Jan Ranse und Edwin Carberry rührten sich nicht mehr. Die Jolle war bis fast auf zehn Yards heran, als sie zum erstenmal Stimmen hörten. Sie klangen sehr gedämpft, waren aber in Wassernähe gut zu hören.
„Dort vorn ist die Bucht, Stan“, sagte der eine. „Nicht mehr pullen, wir lassen uns treiben.“
„Engländer“, hauchte der Profos. „Rübenschweine von Ruthland, diesem räudigen Bastard.“
Die Jolle war jetzt fast auf gleicher Höhe mit ihnen. Die Gesichter konnte man nicht erkennen, dazu war es zu dunkel.
Vor dem Verhau legten sie lautlos am Ufer an. Der eine verließ die Jolle und sprang an Land. Dann ging er ein paar Schritte und linste vorsichtig hinter dem Palmenstamm in die Bucht.
„Das ist sie“, sagte er zu seinem Kumpan. „Kein Zweifel, Stan.“
„Können wir zu Fuß weiter?“ fragte der andere.

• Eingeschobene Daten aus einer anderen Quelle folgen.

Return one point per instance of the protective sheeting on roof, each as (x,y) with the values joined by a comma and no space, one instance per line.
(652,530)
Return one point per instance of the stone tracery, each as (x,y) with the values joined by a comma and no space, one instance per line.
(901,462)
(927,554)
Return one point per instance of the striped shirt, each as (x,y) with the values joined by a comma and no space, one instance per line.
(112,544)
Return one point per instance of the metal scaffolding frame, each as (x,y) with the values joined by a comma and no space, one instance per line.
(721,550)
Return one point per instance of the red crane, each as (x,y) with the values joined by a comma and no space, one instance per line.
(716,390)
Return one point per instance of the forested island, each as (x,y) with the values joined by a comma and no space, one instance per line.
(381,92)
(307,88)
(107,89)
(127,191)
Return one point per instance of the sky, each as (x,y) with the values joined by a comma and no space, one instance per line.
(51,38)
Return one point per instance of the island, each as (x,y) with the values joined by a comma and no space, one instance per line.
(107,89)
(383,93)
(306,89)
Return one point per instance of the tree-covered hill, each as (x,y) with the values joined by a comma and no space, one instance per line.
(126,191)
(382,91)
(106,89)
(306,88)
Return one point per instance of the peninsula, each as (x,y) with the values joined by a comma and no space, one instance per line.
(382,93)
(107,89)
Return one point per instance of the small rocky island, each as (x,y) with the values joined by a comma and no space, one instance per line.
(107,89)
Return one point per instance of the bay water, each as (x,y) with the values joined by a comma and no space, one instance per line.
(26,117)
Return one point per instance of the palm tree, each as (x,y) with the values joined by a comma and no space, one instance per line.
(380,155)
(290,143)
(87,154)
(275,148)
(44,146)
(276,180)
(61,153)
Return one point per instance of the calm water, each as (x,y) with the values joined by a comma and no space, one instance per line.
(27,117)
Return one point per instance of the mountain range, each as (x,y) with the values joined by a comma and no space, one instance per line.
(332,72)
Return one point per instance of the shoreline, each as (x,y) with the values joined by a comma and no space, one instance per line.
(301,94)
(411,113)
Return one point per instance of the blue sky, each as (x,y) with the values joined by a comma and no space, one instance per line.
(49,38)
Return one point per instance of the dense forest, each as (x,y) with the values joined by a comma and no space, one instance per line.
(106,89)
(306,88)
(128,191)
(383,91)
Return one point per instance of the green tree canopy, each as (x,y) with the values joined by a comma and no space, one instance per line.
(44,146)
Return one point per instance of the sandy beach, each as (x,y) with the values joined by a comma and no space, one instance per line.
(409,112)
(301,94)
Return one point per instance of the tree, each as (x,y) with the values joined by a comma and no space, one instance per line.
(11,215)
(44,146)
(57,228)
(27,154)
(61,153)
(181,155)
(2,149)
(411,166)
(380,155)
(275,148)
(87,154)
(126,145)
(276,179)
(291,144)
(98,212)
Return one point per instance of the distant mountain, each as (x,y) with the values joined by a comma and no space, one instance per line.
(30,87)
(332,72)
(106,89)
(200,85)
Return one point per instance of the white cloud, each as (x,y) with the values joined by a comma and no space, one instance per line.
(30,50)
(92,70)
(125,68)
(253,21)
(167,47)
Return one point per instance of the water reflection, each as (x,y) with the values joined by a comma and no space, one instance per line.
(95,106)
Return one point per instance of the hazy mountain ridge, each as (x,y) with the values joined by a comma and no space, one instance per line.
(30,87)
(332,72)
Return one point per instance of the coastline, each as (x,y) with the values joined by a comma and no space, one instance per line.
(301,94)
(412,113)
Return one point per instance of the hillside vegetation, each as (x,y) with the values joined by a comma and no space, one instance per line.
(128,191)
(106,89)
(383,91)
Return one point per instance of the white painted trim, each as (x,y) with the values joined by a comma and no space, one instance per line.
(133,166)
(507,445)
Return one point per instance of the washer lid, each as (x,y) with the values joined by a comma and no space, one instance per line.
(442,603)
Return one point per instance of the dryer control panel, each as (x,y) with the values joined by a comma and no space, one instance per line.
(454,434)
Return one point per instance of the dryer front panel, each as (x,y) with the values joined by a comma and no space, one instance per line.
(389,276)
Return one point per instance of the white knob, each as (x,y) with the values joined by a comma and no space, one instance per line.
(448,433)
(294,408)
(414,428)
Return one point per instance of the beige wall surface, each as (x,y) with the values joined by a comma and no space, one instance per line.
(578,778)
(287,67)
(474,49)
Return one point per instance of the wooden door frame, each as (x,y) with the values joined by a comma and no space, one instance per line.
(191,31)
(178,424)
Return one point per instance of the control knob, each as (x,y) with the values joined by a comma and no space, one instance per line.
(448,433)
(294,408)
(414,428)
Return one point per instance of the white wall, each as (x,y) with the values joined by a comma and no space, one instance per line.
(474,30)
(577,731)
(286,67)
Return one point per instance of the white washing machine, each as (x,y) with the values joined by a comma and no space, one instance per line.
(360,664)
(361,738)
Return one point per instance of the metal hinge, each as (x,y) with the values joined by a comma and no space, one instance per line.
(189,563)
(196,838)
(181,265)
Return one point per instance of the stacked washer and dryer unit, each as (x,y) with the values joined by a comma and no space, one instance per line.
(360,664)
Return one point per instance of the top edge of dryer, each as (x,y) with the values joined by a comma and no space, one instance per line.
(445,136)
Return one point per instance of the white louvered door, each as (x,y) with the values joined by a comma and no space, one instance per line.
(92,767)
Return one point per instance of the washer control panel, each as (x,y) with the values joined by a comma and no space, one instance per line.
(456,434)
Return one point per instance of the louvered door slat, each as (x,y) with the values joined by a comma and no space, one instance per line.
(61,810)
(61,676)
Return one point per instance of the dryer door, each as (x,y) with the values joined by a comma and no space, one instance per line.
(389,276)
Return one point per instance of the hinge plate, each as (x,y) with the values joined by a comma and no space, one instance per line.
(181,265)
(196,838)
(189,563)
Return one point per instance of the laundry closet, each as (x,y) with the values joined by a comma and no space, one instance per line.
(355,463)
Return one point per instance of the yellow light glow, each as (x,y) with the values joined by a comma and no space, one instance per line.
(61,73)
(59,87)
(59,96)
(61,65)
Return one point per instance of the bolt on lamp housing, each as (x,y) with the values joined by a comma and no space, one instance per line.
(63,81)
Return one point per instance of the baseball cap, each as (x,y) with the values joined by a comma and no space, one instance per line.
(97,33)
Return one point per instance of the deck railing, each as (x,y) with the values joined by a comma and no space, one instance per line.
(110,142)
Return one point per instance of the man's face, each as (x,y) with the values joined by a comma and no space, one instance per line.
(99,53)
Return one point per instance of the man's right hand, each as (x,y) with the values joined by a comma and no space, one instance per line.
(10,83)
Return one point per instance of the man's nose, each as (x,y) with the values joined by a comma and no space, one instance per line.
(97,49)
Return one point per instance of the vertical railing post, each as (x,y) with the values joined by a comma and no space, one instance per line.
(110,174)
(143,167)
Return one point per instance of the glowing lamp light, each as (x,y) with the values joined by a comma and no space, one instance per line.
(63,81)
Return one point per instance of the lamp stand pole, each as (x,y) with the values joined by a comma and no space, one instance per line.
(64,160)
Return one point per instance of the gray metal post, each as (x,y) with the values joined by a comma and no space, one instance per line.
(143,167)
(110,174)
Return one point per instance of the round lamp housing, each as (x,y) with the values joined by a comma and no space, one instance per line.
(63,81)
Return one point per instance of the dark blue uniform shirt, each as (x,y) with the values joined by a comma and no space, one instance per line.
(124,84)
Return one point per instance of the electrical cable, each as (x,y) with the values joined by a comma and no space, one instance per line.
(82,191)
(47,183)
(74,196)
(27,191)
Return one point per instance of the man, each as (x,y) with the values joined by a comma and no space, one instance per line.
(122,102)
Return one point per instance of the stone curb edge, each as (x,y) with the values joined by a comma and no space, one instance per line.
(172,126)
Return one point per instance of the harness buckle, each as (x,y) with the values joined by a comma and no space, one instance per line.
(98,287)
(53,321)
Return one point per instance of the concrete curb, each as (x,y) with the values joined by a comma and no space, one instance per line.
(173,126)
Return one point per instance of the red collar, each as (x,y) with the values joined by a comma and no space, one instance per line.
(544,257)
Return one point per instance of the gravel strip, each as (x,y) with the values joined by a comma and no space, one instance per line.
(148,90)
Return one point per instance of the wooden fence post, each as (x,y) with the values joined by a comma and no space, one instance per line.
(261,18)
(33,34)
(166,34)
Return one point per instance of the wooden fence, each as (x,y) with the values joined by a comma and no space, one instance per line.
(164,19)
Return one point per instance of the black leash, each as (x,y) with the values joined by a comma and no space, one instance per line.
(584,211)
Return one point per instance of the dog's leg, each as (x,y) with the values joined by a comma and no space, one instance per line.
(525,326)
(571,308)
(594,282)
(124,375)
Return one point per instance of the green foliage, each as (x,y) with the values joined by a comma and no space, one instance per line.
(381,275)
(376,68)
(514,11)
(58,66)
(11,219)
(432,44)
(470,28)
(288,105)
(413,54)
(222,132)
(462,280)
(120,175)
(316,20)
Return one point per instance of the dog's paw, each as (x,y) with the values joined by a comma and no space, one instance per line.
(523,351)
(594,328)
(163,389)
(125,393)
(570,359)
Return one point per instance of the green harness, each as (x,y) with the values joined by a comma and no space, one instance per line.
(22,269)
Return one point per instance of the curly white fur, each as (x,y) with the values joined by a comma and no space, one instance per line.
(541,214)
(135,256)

„Nein, hier ist alles glitschig und modrig. Ich kann mich kaum auf den Beinen halten.“
„Bist du sicher, daß wir hier richtig sind?“
„Klar, Jonny, kein Zweifel.“
„Dann komm zurück, wir pullen langsam weiter. Kannst du Licht sehen oder etwas hören?“
„Nein, noch nicht. Die Bucht ist ziemlich groß. Oh, verdammt!“
Es krachte leise. Der Kerl war ausgerutscht, wie der Profos erkannte. Er rappelte sich gerade wieder auf.
„Was ist los?“
„Bin nur ausgerutscht.“
Carberry langte blitzschnell von der Jolle aus zu. Dieser Stan war nur noch eine Armeslänge entfernt und würde gleich im Wasser landen, wenn er sich noch einen Schritt weiter bewegte.
Der Profos schlug nur einmal zu, und zwar mit seinem berüchtigten Profoshammer, der einen Ochsen gefällt hätte. Stan landete bewußtlos vor der Wasserrinne und blieb liegen. Es krachte erneut, aber der Untergrund dämpfte den Fall.